Opinion
2003-04201.
Decided April 5, 2004.
In an action to recover damages for personal injuries, the plaintiff appeals from an order of the Supreme Court, Westchester County (Murphy, J.), dated April 23, 2003, which granted the defendant's motion for summary judgment dismissing the complaint on the ground that she did not sustain a serious injury within the meaning of Insurance Law § 5102(d).
M. Sean Duffy, White Plains, N.Y., for appellant.
Anthony J. Keogh, White Plains, N.Y., for respondent.
Before: MYRIAM J. ALTMAN, J.P., GABRIEL M. KRAUSMAN, GLORIA GOLDSTEIN, WILLIAM F. MASTRO, JJ.
DECISION ORDER
ORDERED that the order is affirmed, with costs.
The defendant made a prima facie showing that the plaintiff did not sustain a serious injury within the meaning of Insurance Law § 5102(d) as a result of the subject motor vehicle accident ( see Toure v. Avis Rent a Car Sys., 98 N.Y.2d 345; Gaddy v. Eyler, 79 N.Y.2d 955).
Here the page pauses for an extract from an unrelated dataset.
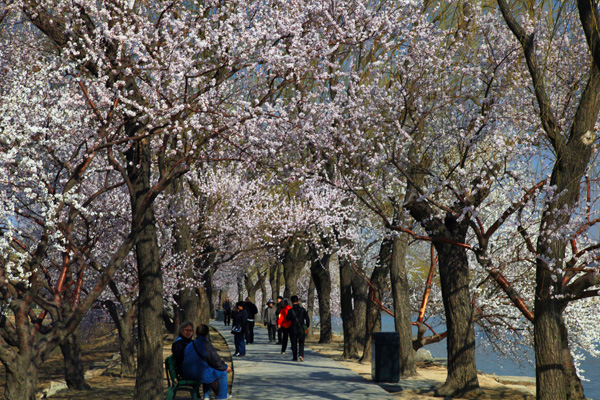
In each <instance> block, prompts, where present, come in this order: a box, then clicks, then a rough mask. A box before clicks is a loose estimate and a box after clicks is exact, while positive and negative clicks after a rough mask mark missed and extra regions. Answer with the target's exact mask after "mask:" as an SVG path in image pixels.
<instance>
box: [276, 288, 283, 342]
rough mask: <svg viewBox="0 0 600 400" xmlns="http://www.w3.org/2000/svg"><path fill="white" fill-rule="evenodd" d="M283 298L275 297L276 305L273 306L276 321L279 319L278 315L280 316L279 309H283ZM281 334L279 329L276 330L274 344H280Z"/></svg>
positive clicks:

The affirmation of the plaintiff's physician, submitted in opposition to the defendant's motion, was based upon an examination conducted shortly after the accident and three years before the motion for summary judgment ( see Covington v. Cinnirella, 146 A.D.2d 565; also Zuckerman v. Karagjozi, 247 A.D.2d 536). This affirmation impermissibly relied upon the unsworn reports of other doctors ( see Friedman v. U-Haul Truck Rental, 216 A.D.2d 266) and upon the plaintiff's subjective complaints of pain ( see Barrett v. Howland, 202 A.D.2d 383; LeBrun v. Joyner, 195 A.D.2d 502; Coughlan v. Donnelly, 172 A.D.2d 480), and failed to take into account the fact that the plaintiff was injured in a subsequent automobile accident ( see Dimenshteyn v. Caruso, 262 A.D.2d 348). Accordingly, the Supreme Court properly granted the defendant's motion for summary judgment dismissing the complaint.
ALTMAN, J.P., KRAUSMAN, GOLDSTEIN and MASTRO, JJ., concur.